Brave New World – Developing the skills for evaluating “Fake News”

False information published online can be designed to further a political agenda, or simply to generate revenue through misleading titles, article descriptions and media in the form of “clickbait”. “Information gap theory” offers some insight into why clickbait is successful, when a reader sees a snippet of a fake news article they will draw upon their background knowledge of that subject (Golman and Loewenstein 2015).This leads to a desire for the reader to seek out the gaps in information from the snippet itself thereby motivating the reader to click the full article (Golman and Loewenstein 2015).

With regards to political agendas, social media posts crafted by fake accounts can be used in order to push a certain narrative that is factually untrue, (BBC News, 2017). Likewise bots can be used to share factually inaccurate tweets in order to make the tweets themselves appear more credible by propagating them into a wide network where they are seen by many people (Wooley, 2016).

bbc fake news post
Example of fake news article on Facebook. Source: BBC News. (2017). Russia posts ‘reached 126m Facebook users’. [online] Available at: [Accessed 6 Mar. 2018].
To assess the validity of this false information online, technological interventions can be used. For instance by using online tools such as “news tracer” users can determine the factual accuracy of a tweet by analysing who shared it, and if the claims in the tweet have been verified by others within the network (Keohane et al., 2017).

(Van Dijk, & Van Deursen, 2010) argued that the critical thinking skills required for traditional media literacy are not enough when it comes assessing information online. This is in part due to the sheer wealth of options for sources of information available on the web, so new digital skills are needed to evaluate them. An example of one of these digital skills is “strategic skills” which is needed in order to develop a goal for what information you are hoping to find and for the method you will use to find this information (Van Dijk, & Van Deursen, 2010). More details on digital skills are in the diagram below.

Evaluating information online


Word Count: 300


BBC News. (2017). Russia posts ‘reached 126m Facebook users’. [online] Available at: [Accessed 6 Mar. 2018].

Golman, R. and Loewenstein, G. (2015). Curiosity, Information Gaps, and the Utility of Knowledge. SSRN Electronic Journal. [online] Available at:

Keohane, J., Vogelstein, F., Geltzer, J., Eden, S., Simonite, T., Gendreau, H. and Finley, K. (2017). WHAT NEWS-WRITING BOTS MEAN FOR THE FUTURE OF JOURNALISM. [online] WIRED. Available at: [Accessed 6 Mar. 2018].
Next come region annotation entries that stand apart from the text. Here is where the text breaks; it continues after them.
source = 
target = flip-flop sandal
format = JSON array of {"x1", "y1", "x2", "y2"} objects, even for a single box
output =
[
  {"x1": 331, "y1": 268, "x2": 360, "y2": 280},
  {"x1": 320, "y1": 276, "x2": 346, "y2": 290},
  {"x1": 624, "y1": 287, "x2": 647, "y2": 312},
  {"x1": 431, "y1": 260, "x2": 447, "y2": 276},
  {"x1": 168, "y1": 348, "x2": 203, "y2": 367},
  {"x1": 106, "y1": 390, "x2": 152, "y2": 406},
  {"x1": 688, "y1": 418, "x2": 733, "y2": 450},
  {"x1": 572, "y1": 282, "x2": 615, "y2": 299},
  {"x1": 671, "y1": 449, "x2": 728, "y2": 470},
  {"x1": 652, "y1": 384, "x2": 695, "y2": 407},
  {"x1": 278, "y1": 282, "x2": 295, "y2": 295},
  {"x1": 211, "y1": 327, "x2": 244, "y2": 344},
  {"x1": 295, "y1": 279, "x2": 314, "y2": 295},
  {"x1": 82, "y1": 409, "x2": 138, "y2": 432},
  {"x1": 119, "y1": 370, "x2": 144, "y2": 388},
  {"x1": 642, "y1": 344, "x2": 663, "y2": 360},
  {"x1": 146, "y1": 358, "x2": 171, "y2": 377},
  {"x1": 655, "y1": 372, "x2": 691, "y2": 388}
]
Woolley, S. (2016). Automating power: Social bot interference in global politics. [online] Available at: [Accessed 5 Mar. 2018].
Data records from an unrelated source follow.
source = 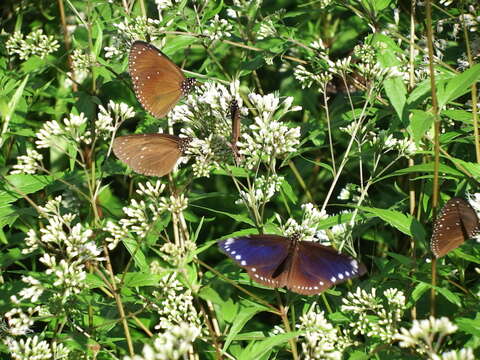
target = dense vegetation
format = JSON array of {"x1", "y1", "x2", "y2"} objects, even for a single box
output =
[{"x1": 0, "y1": 0, "x2": 480, "y2": 359}]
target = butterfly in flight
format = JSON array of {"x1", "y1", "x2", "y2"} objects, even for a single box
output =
[
  {"x1": 113, "y1": 134, "x2": 192, "y2": 176},
  {"x1": 430, "y1": 198, "x2": 480, "y2": 258},
  {"x1": 219, "y1": 235, "x2": 366, "y2": 295},
  {"x1": 128, "y1": 40, "x2": 196, "y2": 118}
]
8 thoughts on “Brave New World – Developing the skills for evaluating “Fake News”

  1. Hi Ryan,
    I really enjoyed reading your blog. It’s crazy how Russia denies allegations that it attempted to influence the US presidential election in 2016 when Russia-linked posts which were mostly against Hillary Clinton reached 126 million Facebook users in the US

    While these posts had a political agenda, most posts on the internet are posted for monetary gains. Most websites such as YouTube, Facebook etc use CPM (cost per thousand) to pay its content creators. For example, a CPM of $2.00 means for every 1000 impressions on a website the creator earns $2.00 (Investopedia, 2018). The more clicks a page gets the more money the creator earns. This has led to an increase in clickbait contents. As click-bait titles are often over exaggerated it can provide people with wrong information. Do you think there is a way of deterring content creators from using creating click-bait content?

    Investopedia (2018) Investopedia: Cost Per Thousand – CPM. Available from: [Accessed 15 March 2018].


    1. Hi Bivash,
      I’d like to expand on your point regarding content creators using clickbait by adding that traditional media outlets also play a role when it comes to spreading false information online. Ball discussed how mainstream media websites will include within their advertisements links to clickbait articles (2017). I don’t believe clickbait can ever really be stopped due to the financial incentives of the people who generate the original articles and those who later profit from its spread. Education on improving your own digital literacy I believe is therefore more important that targeting the creators of false information.

      Ball, J. (2017). Post-Truth: How Bullshit Conquered the World. La Vergne: Biteback Publishing.


  2. Hi Ryan,

    I found your post really interesting and enjoyable to read. I don’t know if you saw but recently this news article ( refers to a study which shows that people are 70% more likely to retweet fake news, especially as you say in your blog post usually of a political nature. I feel like the strategic and formal internet skills you refer to are simple enough but do you think that these concepts are accessible to the wider public?
    I think that the time it takes to map out out how you reach to a certain link especially will be something that people will not do, if you think about how much information we actually consume/how much we surf the web. Do you think then that there needs to be a different approach to educate users?